When we talk about genre fiction as literature, we’re too quick to assume that the most influential features of genre novels are magic wands, dwarves, time machines, or whatever. In reality, genre novels supply a certain quality of reading that has the so-called literary crowd anxious and envious. The issue at stake is not whether literary fiction can be fantastical or magical, or whether genre fiction may be elevated to the status of literature. Nobel winner José Saramago — a literary hard-ass if one ever existed — stuffed magical islands and plagues of blindness into his fabulist fictions. And Tolkien and William Gibson are widely accepted members of the modern canon.
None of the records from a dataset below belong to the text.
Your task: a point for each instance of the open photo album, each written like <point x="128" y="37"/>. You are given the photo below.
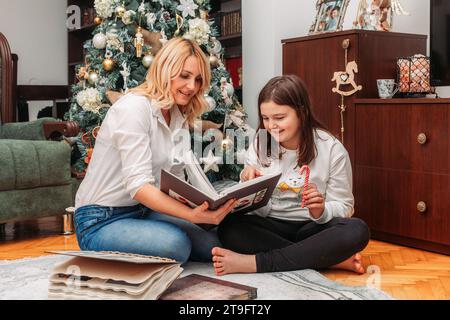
<point x="252" y="194"/>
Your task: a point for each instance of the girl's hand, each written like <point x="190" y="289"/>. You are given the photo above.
<point x="314" y="201"/>
<point x="201" y="214"/>
<point x="250" y="173"/>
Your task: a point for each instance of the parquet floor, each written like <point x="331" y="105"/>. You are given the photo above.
<point x="402" y="272"/>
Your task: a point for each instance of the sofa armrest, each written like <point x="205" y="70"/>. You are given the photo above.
<point x="55" y="130"/>
<point x="41" y="129"/>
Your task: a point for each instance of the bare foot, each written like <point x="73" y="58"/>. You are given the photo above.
<point x="354" y="263"/>
<point x="226" y="262"/>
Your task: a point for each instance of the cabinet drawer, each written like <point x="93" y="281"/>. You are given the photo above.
<point x="403" y="136"/>
<point x="389" y="201"/>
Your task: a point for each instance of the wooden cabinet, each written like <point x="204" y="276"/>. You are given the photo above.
<point x="316" y="58"/>
<point x="400" y="148"/>
<point x="402" y="170"/>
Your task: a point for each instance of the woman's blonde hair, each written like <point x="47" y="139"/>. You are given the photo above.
<point x="168" y="65"/>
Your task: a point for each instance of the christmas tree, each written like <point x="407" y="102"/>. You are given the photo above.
<point x="117" y="58"/>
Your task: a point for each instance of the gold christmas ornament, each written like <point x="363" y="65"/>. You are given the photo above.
<point x="227" y="143"/>
<point x="98" y="20"/>
<point x="108" y="64"/>
<point x="82" y="74"/>
<point x="93" y="77"/>
<point x="214" y="61"/>
<point x="204" y="15"/>
<point x="179" y="21"/>
<point x="120" y="11"/>
<point x="139" y="42"/>
<point x="147" y="60"/>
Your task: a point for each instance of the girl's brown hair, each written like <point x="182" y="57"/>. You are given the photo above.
<point x="290" y="90"/>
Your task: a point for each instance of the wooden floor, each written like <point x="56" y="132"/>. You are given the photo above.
<point x="402" y="272"/>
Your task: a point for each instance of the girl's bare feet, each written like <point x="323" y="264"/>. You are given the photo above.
<point x="226" y="262"/>
<point x="354" y="263"/>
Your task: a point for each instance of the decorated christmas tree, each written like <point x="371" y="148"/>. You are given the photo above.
<point x="128" y="35"/>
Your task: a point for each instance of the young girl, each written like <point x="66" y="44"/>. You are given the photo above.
<point x="283" y="236"/>
<point x="119" y="206"/>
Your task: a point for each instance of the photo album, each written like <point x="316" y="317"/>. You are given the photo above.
<point x="252" y="194"/>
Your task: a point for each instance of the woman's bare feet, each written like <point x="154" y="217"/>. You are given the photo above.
<point x="226" y="262"/>
<point x="354" y="263"/>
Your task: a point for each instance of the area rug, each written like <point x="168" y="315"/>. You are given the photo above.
<point x="27" y="279"/>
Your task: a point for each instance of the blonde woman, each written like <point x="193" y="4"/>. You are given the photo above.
<point x="119" y="206"/>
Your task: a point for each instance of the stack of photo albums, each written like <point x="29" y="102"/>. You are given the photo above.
<point x="111" y="275"/>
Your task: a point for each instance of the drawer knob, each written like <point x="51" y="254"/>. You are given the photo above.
<point x="422" y="207"/>
<point x="422" y="138"/>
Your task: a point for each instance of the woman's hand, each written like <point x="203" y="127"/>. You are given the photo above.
<point x="314" y="201"/>
<point x="250" y="173"/>
<point x="201" y="214"/>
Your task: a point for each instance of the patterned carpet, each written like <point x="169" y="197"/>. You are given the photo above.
<point x="28" y="279"/>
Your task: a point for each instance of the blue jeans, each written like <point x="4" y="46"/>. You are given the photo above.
<point x="140" y="230"/>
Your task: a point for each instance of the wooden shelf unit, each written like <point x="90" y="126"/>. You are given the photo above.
<point x="395" y="176"/>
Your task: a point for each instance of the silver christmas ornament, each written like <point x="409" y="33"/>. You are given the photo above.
<point x="147" y="60"/>
<point x="93" y="77"/>
<point x="99" y="41"/>
<point x="211" y="103"/>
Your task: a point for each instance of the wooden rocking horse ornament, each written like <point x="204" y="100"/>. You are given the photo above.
<point x="346" y="77"/>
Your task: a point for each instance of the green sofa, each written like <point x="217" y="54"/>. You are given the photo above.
<point x="35" y="175"/>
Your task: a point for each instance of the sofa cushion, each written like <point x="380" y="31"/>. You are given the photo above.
<point x="16" y="205"/>
<point x="33" y="130"/>
<point x="32" y="164"/>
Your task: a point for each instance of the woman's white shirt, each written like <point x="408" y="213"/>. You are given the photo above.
<point x="330" y="171"/>
<point x="133" y="144"/>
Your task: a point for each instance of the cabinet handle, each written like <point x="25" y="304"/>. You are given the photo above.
<point x="422" y="207"/>
<point x="422" y="138"/>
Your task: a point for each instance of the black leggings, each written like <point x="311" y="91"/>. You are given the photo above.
<point x="285" y="245"/>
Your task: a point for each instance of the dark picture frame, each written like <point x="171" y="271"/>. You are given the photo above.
<point x="330" y="16"/>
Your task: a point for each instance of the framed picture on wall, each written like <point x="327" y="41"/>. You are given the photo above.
<point x="330" y="16"/>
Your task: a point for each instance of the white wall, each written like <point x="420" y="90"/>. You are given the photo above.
<point x="265" y="25"/>
<point x="36" y="31"/>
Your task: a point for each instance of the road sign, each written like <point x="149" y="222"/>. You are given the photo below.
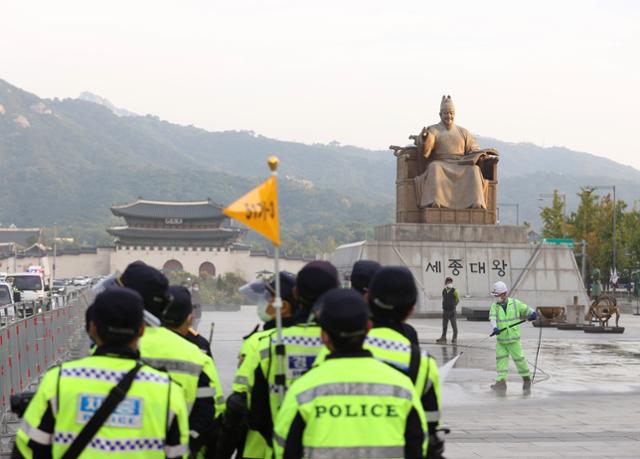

So what’s really going on here? Well, it isn’t the genre of prose that has literary novelists anxious. It’s the market status of genre novels. Now that literary criticism has evaporated as a genre of writing, the market is the only arbiter of what gets read. And if a book isn’t read or published, it isn’t literature, at least not anymore. Besides, the market status of a genre novel has little to do with how witch-y or wizard-y it is. Instead, it’s the page-turning, universe-building quality of genre novels that pushes them rapidly through the market and into the hands of readers. More and more, literary fiction is co-opting this page-turning quality of genre fiction.

Want proof? Consider the current Amazon “literary” bestseller list, which includes The Goldfinch, a “700-plus page-turner about a tragic loss,” as well as Celeste Ng’s Everything I Never Told You — Amazon’s book of the year. It’s pitched as “a gripping page-turner and a sensitive family portrait.”

Meanwhile, genre works continue to be published and sold at a blistering rate. This means, yes, that books like The Hunger Games are subsidizing literary novels, which sell relatively poorly. It’s on this basis that you won’t hear much complaining about the so-called genre wars, at least not outside of The New Yorker and the stray Slate piece. What’s more, we’ll probably see more and more novels like Chad Harbach’s The Art of Fielding, a genre-fied triple threat that fuses sports, YA vibes, and literary quality.

So if literary and genre fictions have brokered a truce — where the former borrows from and is subsidized by the latter — why are we talking about this at all? Aren’t genre authors content with their massive, devoted audiences? It might be helpful to note that this debate is being carried out in the pages of The New Yorker, the magazine whose style and audience is itself born out of Faustian pact between cosmopolitan individualism and commercial populism. This is the same magazine that uneasily mixes “high literary” writing with vanity fiction from Tom Hanks. And, I might add, its book blog is called “Page-Turner.”